Both of these discussions cover the film’s production and relevance today to a satisfying degree (and there is a lot of mention around Borden's Born in Flames, clips of which all appear to come from a new restoration), but the best feature on here is a 26-minute remote group discussion between four people who work in the sex industry: Jo Weldon, Selena the Stripper, Antonia Crane, and Daphne. The four have worked in various sectors of the sex trade, from online performing to actual management, and here they talk about the film and its portrayal of the day-in-the-life of its characters. They also expand on the areas the film either only touches on (or even ignores), which includes the emotional abuse and gaslighting those in the industry go through (whether from clients or management) as well as the blatant racism that is present, Selena mentioning she can make more money when she passes herself off as Latina rather than black. Daphne also touches on her experiences in the industry as a trans person and then the four talk about the term "sex worker" and whether its an appropriate term. It’s a really fascinating and eye-opening discussion that I have to give Criterion real bonus points for putting together.

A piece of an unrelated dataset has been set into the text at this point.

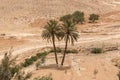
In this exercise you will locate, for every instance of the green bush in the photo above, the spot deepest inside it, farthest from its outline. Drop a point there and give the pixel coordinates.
(32, 59)
(96, 50)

Criterion also includes a booklet with this release, which starts off with an essay on the film written by author So Mayer, writing about the film as being both expressionistic in its depiction of sex work and representative of "Marxist feminism," basically bring the labor of these women characters "front and center" in a very matter-of-fact manner. The booklet also features a reprint of a 1987 interview between Borden and film scholar Scott MacDonald, who talk about the film's frankness and its un-erotic nature in depicting the business.
In all, it's a solid set of supplements covering the film and its subject matter, the group discussion between those in the industry being the stand-out.
Some dated aspects and the film's limited budget play into holding the presentation back a little, but the end results are still quite staggering all things considerd; it's very sharp and very clean. Criterion also throws in some insightful and fascinating supplemental material, making this a title well worth picking up.